The following short guest post is by Mark Edwards.
The title of this post is a bit of a joke. Are the 1990s REALLY history yet? As a twenty-something during that era, I’d have to say no. But what about for my students? To them, the 1990s are like what the 1960s were for me in the 1980s. So, whether or not I (or we) “feel” like the 1990s are historical, they are; and we have to get busy making sense of them.
This is an especially timely issue for me as I begin work on a historiographical essay for the 1991-2001 era. When first offered this assignment, I thought I had no clue where to begin. The recent AHA panel (and blog series here) on the culture wars then came to mind. I realized I might know more about this time than I had initially thought. In fact, writing on the 1990s would give me the chance to work out some unanswered questions I have about the culture wars.

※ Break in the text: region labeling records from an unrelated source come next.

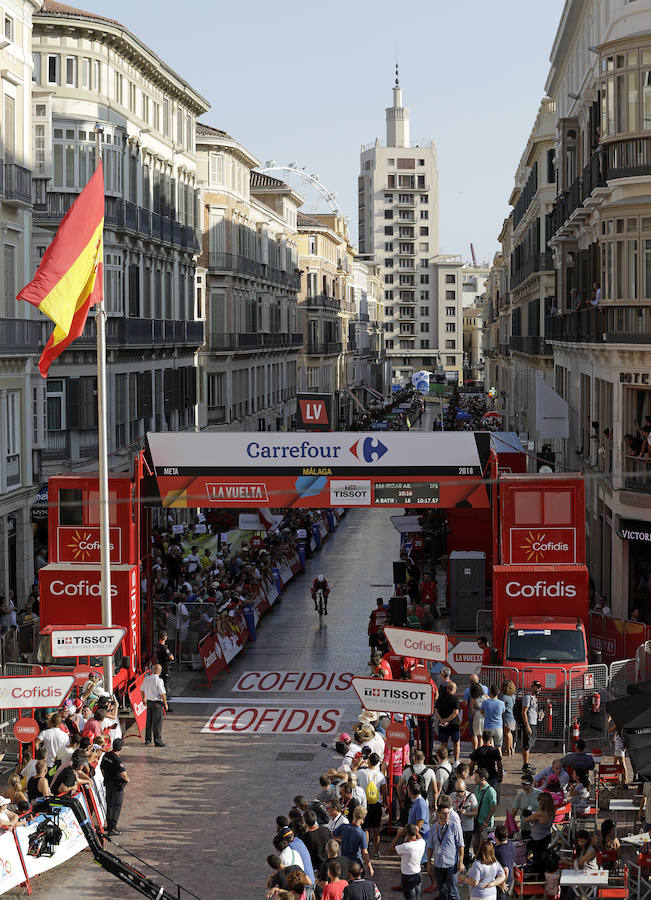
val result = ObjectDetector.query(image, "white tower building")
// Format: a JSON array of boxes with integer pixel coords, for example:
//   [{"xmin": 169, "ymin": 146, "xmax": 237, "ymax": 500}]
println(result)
[{"xmin": 358, "ymin": 66, "xmax": 448, "ymax": 381}]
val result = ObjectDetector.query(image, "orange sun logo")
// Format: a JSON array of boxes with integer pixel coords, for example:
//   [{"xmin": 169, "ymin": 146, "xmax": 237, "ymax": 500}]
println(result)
[
  {"xmin": 520, "ymin": 531, "xmax": 545, "ymax": 562},
  {"xmin": 68, "ymin": 531, "xmax": 92, "ymax": 562}
]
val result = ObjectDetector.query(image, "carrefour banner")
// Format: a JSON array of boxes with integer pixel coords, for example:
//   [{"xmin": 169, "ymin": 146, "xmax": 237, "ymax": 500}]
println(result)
[{"xmin": 147, "ymin": 432, "xmax": 490, "ymax": 509}]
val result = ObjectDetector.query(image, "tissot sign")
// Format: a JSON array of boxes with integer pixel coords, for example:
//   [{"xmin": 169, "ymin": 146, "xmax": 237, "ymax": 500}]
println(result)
[
  {"xmin": 57, "ymin": 525, "xmax": 122, "ymax": 565},
  {"xmin": 353, "ymin": 678, "xmax": 434, "ymax": 716},
  {"xmin": 147, "ymin": 432, "xmax": 490, "ymax": 508},
  {"xmin": 0, "ymin": 675, "xmax": 75, "ymax": 709},
  {"xmin": 52, "ymin": 625, "xmax": 127, "ymax": 659}
]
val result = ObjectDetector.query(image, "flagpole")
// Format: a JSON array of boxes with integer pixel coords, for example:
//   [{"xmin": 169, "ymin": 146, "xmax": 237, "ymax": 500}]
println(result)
[{"xmin": 94, "ymin": 123, "xmax": 113, "ymax": 694}]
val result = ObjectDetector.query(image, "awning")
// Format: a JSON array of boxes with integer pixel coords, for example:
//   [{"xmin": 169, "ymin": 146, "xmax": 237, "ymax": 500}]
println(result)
[{"xmin": 606, "ymin": 697, "xmax": 651, "ymax": 742}]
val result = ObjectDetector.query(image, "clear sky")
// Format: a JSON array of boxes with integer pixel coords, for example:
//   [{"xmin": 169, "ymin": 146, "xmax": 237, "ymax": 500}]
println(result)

First, a general observation: What is it about the 90s in U. S. history? The 1790s, the 1890s, the 1990s—they were each difficult decades characterized by profound ideological, moral, and social conflict. And, yet, out of each seemed to emerge a new consensus: Jefferson’s Empire of Liberty and Jackson’s Democracy; the Roosevelts’ Progressivism or New Deal Order. Was a similar dynamic at play in the 1990s? My preliminary answer would be Yes. Amidst the real fracture of the culture wars, neoliberalism was finding bipartisan support and institutional expression. Capitalism won with and without family values.
My question at this preliminary stage is: How would you narrate the 1990s? Is the “fracture+consensus” storyline I’m suggesting the best one to make sense of that era? Notice that I write “+” rather than “versus” or “within” because I’m not ready to commit to how those two themes might interrelate. I’m especially wondering if it is possible to take both the culture wars and neoliberalism seriously at the same time, or must we prioritize one over the other (as, for instance, Thomas Frank has been accused of doing)? Finally, and perhaps most importantly, what studies do you think should be highlighted in a historiography of the 1990s (Age of Fracture and A War for the Soul of America are already on the list)?